WHAT DID THIS NEUTRON STAR MERGER CREATE?
A remaining question that the observations we've made hasn't been able to answer is: What did this neutron star merger create: a very large neutron star or a black hole? We simply don't know and the reason why is that we don't have a firm understanding of the equation of state (EOS) for a neutron star (EOS is a technical term for describing matter and how it behaves). Depending on different possible EOSs, we can get either a small black hole or a very massive neutron star at some time after the merger. We also looked for gravitational wave evidence of which it is since a small black hole would have produced gravitational waves at about 6000 Hz and a very massive neutron star would produce them up to 4000 Hz. The LIGO detectors are not very sensitive at high frequencies, making finding evidence for a resultant black hole impossible. We did search for gravitational waves consistent with the formation of a very massive neutron star until the end of the run on 25 August (8 days later) and didn't find anything. We found nothing to support either possibility so we simply don't know!
THIS IS JUST THE START!
This is the true beginning of multi-messenger astronomy! As was referred to in this post, gravitational waves, light, and neutrinos (looked for during this event but none were found) bring us different information about the universe.
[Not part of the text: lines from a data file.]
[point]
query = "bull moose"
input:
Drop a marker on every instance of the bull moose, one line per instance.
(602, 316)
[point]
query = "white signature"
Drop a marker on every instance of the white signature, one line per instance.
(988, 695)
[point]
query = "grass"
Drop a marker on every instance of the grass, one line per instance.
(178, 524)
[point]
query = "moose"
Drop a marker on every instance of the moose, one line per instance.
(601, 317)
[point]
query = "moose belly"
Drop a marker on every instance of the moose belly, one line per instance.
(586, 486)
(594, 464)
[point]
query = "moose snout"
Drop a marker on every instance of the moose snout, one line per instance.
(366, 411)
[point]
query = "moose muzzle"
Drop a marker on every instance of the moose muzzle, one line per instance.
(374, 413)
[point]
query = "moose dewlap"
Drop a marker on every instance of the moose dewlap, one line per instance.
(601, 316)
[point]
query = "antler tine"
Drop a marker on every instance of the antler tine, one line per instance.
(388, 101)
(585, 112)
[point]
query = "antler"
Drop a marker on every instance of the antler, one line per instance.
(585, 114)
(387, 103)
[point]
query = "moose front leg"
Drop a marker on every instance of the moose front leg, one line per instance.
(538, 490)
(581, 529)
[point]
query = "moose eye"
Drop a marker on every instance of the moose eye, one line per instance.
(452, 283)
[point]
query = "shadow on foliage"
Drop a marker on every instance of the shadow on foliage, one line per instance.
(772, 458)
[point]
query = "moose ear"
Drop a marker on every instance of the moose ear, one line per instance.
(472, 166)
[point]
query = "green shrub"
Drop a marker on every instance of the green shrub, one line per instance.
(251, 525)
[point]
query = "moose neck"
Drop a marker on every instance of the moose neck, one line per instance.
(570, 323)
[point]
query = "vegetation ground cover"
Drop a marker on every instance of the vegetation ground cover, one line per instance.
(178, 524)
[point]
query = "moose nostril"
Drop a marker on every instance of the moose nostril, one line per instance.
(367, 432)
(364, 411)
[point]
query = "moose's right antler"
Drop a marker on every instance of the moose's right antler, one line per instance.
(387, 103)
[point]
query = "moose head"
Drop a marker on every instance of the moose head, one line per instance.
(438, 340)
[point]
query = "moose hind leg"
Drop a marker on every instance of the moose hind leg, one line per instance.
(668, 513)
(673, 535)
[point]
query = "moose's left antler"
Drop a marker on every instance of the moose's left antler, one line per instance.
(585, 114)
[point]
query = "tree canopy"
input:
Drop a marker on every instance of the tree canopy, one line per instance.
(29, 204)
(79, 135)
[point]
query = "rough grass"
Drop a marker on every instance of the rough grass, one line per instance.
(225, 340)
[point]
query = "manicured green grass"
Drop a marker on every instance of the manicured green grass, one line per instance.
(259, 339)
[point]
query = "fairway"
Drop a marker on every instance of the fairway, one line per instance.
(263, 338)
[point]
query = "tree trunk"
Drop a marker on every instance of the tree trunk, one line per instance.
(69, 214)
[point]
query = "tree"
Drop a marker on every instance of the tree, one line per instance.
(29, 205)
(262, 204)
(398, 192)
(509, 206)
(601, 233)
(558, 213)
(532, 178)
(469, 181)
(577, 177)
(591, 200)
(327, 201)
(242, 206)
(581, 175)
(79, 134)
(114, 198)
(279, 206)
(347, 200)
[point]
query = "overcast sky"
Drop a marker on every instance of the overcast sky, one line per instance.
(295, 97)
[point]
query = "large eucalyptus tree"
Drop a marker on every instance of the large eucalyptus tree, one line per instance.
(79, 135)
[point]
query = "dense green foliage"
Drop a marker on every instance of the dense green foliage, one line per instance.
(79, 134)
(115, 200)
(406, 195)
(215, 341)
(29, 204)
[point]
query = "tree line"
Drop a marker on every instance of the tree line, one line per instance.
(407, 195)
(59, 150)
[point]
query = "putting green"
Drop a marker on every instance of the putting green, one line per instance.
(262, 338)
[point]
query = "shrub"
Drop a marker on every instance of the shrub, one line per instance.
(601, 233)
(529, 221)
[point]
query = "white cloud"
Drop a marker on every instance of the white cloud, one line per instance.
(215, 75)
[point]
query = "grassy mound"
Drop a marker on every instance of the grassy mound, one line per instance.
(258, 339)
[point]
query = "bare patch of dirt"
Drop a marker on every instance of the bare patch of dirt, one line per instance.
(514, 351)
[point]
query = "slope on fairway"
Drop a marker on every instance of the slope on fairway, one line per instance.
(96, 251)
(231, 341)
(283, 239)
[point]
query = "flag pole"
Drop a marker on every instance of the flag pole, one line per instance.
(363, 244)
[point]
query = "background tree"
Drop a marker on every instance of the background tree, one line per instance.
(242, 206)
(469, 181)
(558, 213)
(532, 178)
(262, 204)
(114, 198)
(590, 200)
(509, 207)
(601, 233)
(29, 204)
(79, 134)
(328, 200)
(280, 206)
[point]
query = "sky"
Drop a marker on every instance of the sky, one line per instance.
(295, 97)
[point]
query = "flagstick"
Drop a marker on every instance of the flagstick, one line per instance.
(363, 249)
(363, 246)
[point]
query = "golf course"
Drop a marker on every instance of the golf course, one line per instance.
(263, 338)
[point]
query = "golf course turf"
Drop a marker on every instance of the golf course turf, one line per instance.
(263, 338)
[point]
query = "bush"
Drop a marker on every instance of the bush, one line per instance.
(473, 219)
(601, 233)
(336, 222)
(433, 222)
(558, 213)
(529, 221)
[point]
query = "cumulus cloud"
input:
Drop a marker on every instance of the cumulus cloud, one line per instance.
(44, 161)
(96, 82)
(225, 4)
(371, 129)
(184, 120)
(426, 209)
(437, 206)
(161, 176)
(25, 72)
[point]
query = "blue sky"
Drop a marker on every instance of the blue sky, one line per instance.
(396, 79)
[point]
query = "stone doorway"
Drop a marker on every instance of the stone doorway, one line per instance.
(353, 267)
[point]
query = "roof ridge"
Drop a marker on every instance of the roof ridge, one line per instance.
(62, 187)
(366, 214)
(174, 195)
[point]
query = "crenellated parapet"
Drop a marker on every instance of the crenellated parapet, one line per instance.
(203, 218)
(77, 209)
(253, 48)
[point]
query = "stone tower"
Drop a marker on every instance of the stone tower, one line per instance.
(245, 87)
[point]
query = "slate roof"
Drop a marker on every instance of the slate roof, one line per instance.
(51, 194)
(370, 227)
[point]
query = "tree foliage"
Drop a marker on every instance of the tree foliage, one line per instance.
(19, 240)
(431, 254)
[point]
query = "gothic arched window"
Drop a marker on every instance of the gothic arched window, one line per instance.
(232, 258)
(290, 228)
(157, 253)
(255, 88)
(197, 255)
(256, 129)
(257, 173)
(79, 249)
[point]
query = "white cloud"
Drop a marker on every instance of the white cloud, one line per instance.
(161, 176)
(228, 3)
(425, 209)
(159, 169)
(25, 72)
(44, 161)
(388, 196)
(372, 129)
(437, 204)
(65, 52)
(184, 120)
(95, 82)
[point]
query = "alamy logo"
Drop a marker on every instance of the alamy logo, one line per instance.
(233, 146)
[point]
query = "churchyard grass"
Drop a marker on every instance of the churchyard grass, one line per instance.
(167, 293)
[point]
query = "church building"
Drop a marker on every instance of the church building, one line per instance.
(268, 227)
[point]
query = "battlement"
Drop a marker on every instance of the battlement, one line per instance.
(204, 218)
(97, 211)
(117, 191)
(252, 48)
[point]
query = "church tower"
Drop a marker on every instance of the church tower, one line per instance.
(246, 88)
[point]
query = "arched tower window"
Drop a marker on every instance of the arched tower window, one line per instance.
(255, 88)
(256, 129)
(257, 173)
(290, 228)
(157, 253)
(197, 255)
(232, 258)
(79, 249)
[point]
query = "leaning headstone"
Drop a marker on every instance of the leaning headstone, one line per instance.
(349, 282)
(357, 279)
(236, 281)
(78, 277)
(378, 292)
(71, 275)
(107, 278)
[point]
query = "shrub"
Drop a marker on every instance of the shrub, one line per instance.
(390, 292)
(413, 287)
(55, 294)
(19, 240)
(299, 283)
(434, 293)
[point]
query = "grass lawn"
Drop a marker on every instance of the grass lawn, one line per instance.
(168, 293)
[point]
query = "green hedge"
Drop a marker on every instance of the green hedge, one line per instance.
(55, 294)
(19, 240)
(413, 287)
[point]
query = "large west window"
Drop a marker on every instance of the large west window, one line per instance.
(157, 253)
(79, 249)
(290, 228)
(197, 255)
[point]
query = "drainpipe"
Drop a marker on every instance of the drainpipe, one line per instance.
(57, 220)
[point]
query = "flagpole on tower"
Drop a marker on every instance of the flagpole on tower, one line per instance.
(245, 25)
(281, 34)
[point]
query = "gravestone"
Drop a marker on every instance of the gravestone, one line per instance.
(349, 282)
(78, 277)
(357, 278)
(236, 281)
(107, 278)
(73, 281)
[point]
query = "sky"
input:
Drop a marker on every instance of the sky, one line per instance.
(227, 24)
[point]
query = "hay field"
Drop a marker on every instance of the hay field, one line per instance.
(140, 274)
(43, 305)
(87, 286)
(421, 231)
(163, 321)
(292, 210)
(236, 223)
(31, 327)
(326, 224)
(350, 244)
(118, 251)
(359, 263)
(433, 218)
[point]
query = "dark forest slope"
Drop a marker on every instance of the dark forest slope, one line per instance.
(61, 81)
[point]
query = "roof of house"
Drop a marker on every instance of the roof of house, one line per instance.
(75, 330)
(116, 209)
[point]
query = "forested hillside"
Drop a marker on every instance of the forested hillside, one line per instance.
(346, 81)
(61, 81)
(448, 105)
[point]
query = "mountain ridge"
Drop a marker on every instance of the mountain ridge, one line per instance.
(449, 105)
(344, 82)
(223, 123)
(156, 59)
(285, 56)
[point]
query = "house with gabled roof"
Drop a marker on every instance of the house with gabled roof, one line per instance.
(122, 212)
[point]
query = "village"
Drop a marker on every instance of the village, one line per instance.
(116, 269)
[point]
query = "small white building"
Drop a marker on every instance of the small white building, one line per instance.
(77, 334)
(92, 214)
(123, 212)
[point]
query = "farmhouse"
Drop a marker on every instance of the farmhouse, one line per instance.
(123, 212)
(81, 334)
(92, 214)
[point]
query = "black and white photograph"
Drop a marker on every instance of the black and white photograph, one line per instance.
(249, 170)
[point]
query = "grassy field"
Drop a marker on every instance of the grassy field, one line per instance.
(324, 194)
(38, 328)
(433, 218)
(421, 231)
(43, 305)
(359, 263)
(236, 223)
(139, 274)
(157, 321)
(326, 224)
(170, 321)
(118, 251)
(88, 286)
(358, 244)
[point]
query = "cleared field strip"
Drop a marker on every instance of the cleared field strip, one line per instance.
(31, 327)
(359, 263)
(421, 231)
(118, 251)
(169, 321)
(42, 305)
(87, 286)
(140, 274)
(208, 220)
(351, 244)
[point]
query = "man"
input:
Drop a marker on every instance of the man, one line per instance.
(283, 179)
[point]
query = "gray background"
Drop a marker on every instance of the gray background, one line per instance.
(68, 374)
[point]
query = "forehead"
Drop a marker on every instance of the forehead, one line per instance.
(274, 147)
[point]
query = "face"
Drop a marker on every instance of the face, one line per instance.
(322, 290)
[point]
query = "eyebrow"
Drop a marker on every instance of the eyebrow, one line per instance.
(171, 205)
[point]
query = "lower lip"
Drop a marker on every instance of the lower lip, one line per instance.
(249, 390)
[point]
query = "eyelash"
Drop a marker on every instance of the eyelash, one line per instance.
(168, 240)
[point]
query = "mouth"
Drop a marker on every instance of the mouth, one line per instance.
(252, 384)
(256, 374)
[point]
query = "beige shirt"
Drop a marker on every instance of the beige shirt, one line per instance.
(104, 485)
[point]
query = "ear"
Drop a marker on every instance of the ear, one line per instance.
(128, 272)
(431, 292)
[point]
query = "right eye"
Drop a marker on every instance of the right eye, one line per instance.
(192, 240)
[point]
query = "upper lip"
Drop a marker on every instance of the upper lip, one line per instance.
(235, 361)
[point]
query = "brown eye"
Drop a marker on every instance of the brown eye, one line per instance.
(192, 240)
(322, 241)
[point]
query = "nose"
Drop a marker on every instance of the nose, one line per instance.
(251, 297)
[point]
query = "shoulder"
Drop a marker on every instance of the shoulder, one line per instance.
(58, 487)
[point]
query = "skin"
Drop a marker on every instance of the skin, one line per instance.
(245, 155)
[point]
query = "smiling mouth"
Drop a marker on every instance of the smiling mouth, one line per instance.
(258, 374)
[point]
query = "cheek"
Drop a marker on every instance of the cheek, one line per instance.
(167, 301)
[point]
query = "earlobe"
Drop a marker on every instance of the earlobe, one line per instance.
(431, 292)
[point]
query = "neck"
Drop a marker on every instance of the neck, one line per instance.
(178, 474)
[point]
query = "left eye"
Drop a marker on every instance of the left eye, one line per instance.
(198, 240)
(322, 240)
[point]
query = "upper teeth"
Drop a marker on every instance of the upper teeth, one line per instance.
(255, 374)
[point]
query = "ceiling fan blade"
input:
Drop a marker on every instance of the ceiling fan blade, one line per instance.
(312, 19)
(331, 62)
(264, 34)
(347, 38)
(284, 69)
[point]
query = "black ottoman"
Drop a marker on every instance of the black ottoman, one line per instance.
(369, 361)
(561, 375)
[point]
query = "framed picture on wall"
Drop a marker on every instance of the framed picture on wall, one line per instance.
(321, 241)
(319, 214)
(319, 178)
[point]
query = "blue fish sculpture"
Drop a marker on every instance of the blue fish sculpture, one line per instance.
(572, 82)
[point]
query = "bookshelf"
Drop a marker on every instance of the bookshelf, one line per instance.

Gravitational waves tell us about how mass moves around and how much of it there is; light tells us about temperature, and composition; neutrinos can bring us information about the nuclear reactions happening deep within a star. The effort to make and share all of these observations require not just scientific knowledge, but cooperation on a large scale. There are many things that divide us in our societies; this is something we should be proud to unite us!